Atheism: New York atheist gives millions to Catholic schools

Honestly, it makes way more sense than you think for an atheist to give money for tuition to Catholic schools. Here's retired hedge fund manager Robert W. Wilson's explanation for why he gave $22.5 million to the Archdiocese of New York's program for needy students' tuition:
"Let's face it, without the Roman Catholic Church, there would be no Western civilization," Wilson said. "Shunning religious organizations would be abhorrent. Keep in mind, I'm helping to pay tuition. The money isn't going directly to the schools."

"It was a chance for a very modest amount of money to get kids out of a lousy school system and into a good school system," Wilson said.

It's not hard to see, in the background to this story, an indictment of the performance of the inner city public education system.

Frankly, I don't think that the problems of secularist inner city school systems are fixable.

When I was a child in the 1950s here in Canada, the "public" system was actually the "Protestant" system. Underlying British North American values, including spiritual values, were taken for granted. But as the Protestant bedrock moldered away or was legislated away over the decades, asserting any value whatever against a contrary value statement became more and more difficult.
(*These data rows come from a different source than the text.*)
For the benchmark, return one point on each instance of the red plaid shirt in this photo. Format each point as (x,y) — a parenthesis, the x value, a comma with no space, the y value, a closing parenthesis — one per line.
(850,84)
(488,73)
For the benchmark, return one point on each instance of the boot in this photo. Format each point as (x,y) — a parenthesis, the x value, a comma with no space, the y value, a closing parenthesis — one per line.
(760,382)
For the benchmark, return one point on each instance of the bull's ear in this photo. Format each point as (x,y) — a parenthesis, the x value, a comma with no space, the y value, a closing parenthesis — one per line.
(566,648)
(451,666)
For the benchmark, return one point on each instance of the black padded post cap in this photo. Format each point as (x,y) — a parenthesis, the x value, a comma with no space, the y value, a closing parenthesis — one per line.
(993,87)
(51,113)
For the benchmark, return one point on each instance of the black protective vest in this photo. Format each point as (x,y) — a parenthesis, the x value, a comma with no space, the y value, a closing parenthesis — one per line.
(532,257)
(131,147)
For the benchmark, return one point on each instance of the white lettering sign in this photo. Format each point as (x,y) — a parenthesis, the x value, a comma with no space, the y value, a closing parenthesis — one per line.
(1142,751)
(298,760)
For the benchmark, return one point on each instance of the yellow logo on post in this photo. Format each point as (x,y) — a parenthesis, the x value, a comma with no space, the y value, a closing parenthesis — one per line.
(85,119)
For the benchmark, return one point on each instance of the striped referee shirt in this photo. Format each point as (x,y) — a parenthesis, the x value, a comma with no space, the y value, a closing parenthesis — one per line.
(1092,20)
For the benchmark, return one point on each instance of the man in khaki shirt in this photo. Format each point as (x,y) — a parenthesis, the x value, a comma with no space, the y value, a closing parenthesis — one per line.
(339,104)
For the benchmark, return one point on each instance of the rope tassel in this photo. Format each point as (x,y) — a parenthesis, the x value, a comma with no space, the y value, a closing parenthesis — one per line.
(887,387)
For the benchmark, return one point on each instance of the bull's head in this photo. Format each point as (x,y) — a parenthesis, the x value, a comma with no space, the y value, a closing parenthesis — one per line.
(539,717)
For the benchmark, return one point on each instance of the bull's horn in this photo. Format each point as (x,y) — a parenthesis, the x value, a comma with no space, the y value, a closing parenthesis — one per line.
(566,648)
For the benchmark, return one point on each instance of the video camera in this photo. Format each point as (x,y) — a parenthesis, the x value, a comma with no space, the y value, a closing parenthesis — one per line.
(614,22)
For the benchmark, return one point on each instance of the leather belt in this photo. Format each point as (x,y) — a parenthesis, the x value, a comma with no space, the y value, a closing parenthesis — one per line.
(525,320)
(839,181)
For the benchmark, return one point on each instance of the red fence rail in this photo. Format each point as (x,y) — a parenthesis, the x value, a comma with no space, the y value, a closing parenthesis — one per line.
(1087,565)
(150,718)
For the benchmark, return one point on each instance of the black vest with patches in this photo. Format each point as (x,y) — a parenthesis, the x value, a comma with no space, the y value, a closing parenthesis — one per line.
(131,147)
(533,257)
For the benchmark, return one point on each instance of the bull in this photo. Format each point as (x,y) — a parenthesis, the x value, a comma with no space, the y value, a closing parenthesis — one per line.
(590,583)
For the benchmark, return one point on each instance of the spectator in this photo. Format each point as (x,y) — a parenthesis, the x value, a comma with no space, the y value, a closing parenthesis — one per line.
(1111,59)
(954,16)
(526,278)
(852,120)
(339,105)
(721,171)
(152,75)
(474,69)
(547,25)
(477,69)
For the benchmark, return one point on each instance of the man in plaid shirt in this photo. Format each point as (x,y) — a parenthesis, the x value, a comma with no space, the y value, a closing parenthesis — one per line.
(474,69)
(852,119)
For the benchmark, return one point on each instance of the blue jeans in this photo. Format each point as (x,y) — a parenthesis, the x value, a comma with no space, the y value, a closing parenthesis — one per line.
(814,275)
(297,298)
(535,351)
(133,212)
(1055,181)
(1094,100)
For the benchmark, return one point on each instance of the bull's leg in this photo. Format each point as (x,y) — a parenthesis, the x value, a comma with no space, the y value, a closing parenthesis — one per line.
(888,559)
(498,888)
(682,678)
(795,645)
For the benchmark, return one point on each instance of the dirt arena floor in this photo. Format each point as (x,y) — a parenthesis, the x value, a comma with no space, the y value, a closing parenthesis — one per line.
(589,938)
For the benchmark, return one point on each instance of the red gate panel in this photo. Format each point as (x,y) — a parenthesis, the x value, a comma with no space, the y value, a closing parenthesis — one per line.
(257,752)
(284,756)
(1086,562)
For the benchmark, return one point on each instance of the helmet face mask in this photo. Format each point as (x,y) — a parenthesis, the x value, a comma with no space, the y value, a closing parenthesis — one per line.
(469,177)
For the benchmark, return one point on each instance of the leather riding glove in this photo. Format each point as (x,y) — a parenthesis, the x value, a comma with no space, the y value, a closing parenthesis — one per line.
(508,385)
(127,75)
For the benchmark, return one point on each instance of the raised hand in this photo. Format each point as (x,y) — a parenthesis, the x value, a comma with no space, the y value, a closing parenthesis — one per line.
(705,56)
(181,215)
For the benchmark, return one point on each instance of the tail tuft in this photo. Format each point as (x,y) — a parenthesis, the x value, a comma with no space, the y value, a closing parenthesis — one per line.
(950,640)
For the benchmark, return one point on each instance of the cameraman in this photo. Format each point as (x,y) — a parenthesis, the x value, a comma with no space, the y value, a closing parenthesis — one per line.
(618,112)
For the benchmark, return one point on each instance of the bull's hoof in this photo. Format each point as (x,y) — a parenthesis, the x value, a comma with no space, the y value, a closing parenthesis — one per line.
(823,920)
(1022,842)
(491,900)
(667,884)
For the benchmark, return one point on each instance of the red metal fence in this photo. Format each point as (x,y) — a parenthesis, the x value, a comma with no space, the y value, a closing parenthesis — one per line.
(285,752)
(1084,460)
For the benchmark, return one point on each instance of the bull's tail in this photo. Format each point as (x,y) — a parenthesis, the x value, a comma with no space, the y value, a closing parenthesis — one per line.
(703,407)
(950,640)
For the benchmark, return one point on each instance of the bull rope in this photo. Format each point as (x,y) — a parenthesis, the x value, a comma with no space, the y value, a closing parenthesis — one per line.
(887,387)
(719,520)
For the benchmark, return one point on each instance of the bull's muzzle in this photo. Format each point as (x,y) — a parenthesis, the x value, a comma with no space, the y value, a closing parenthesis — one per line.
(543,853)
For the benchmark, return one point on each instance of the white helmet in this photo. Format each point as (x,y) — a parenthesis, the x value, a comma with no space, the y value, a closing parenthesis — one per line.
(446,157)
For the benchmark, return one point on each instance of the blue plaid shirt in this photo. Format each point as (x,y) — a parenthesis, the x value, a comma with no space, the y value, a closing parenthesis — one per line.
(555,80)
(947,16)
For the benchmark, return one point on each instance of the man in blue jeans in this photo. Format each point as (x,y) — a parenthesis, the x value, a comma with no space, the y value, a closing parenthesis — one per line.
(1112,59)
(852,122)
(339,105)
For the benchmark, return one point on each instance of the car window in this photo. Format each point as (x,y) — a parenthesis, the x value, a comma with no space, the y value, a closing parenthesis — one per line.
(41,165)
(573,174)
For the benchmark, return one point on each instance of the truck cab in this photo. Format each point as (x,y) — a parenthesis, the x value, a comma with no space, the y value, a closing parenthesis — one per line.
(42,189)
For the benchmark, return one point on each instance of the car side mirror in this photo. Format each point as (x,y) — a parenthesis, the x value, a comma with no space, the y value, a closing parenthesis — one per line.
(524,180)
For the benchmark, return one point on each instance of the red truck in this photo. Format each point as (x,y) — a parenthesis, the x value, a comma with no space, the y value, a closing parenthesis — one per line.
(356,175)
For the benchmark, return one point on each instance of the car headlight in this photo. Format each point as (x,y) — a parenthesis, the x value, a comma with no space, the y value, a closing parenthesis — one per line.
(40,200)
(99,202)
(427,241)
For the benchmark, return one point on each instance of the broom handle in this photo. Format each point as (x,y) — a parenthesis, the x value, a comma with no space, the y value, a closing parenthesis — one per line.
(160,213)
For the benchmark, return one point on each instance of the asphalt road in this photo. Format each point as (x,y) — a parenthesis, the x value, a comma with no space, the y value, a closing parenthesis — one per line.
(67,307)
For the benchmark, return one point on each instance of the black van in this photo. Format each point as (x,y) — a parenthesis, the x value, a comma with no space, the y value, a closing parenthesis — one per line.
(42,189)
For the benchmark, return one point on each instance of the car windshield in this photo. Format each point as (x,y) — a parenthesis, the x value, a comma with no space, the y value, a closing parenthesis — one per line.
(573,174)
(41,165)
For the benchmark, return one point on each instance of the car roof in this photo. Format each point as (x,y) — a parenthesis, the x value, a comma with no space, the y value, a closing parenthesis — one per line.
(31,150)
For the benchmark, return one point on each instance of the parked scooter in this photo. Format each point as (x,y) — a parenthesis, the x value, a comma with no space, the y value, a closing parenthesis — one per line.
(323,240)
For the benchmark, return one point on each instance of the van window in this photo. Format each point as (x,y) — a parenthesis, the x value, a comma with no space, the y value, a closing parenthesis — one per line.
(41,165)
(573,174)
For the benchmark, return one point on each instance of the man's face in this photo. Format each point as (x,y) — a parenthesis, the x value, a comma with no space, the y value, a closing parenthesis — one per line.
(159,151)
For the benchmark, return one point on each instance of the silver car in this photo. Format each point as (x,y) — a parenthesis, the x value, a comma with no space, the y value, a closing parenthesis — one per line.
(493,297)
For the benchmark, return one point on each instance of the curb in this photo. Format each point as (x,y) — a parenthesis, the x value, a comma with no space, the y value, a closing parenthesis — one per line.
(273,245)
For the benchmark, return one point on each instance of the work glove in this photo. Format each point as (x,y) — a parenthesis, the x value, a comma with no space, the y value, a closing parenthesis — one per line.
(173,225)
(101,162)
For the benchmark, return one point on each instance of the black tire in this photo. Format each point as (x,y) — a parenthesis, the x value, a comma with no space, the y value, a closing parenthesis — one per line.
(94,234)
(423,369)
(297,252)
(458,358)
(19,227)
Finally, it reached the point where a friend phoned me, bewildered by a school board document she was reading that pointedly refused to make any moral judgments about schoolyard bullying. That might hurt the bully's feelings, after all. He mustn't be encouraged to think that he is to blame for his behaviour and should just change it.

As policy analyst Robert Novak notes in a recent edition of First Things (June/July 2007, not on line yet), secularism did not really replace transcendent commitments with a humanist value system. On the contrary, secularism is more vulnerable than most habits of mind to deconstruction by post-modernism. No ethical standards can be confidently asserted in such an atmosphere (though endless irrational rules are made, together with strategic exceptions for whiners who have perfect pitch).

Plaudits to Wilson for providing an escape for thousands of child refugees.

(Note: What about successful secular private schools, you ask? In my experience, where they work well, they stay in touch with the broad, older Western culture where, for example, people are considered responsible for their conduct and bullying is considered shameful. But it is important to recognize that even the non-religious aspects of that culture were and are non-materialist. A wonderful movie illustrating that culture is The Emperor's Club, whose story revolves around the character issues created by the Mr. Julius Caesar contest at a not-especially-religious private boys' school. And what about religious schools mired in sex scandals? In general, these schools gave up older, spiritually oriented accounts of the human person for modernist therapy-centred ones - and reaped the bitter fruit in vast abundance.)